Prof. Mezzenga has been a visiting Professor from Helsinki University of Technology and a Nestlé Distinguished Scientist. He is a board member of the Polymer and Colloid Division of the Swiss Chemical Society, winner of the 2004 Swiss National Science Foundation Professorship, recipient of the 2011 Young Scientist Research Award, the 2011 John H. Dillon Medal (American Physical Society) and the 2013 Biomacromolecules/Macromolecules Young investigator Award (American Chemical Society). Prof. Mezzenga is an Associated Editor of Polymer International (Wiley).
Lifetime Achievement Award (LTAA) Ceremony
Based on his scientific excellence and leadership during a long time, the Award Committee has decided to give the 2018 IACIS Lifetime Achievement Award (LTAA) to Professor Helmuth Möhwald.
In March we received the sad news that Prof. Möhwald passed away. We know that he was delighted to receive the Award and looking forward to participate in the IACIS 2018 Conference. Prof. Björn Lindman, in his capacity of chair of the Award Committee, will hand over the Award posthumously. In addition, a number of scientists that were close to Helmuth Möhwald will give a short presentation in his honour.

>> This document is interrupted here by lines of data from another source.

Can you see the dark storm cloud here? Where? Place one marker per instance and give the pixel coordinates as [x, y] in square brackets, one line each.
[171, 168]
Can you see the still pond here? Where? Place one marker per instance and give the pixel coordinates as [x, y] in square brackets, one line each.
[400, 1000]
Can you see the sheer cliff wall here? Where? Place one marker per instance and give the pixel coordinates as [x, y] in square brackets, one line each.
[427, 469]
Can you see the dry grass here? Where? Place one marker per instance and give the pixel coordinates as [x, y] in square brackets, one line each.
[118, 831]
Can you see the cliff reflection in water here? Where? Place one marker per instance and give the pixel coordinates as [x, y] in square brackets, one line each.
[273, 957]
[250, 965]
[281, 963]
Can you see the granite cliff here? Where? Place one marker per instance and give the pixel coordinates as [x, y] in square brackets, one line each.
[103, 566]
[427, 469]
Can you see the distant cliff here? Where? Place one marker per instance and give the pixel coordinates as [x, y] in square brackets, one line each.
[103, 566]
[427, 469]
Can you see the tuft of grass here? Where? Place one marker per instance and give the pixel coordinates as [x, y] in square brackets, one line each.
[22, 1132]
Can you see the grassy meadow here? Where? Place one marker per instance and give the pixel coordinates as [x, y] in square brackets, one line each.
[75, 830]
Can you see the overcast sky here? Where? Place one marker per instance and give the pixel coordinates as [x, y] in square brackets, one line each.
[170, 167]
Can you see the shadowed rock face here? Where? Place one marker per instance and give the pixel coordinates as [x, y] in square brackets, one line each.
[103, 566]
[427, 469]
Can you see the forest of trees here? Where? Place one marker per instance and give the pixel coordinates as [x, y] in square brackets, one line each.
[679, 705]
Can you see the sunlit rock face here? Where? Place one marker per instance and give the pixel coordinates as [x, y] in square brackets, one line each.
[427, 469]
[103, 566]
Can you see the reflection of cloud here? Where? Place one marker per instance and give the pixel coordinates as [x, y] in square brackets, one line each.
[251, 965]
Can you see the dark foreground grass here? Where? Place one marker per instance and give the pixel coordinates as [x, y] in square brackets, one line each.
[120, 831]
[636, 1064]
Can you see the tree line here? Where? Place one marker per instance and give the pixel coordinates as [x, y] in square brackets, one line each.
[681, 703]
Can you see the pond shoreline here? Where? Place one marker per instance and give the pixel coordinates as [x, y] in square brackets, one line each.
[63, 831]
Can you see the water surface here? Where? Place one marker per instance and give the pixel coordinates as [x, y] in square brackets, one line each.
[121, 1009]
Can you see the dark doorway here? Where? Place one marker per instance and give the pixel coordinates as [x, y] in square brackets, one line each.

Möhwald has since the early 1990s been a director at the Max Planck Institute of Colloids & Interfaces in Golm and was the main driving force in starting and building up the institute. This institute has developed into one of the most prominent research centers on colloids and interfaces in the world. Helmuth Möhwald’s pioneering contributions lie in several important parts of colloid and interface science. Early work on surfactant and lipid monolayers at the air-water interface by fluorescence microscopy and other techniques provided evidence for first-order phase transitions. Later he developed techniques to produce ultra-thin organized organic films. A further development was the production of well-defined capsules based on deposition of polyelectrolytes on colloidal particles. In addition, Möhwald has throughout his career been instrumental in developing and applying new experimental techniques for colloids and surfaces.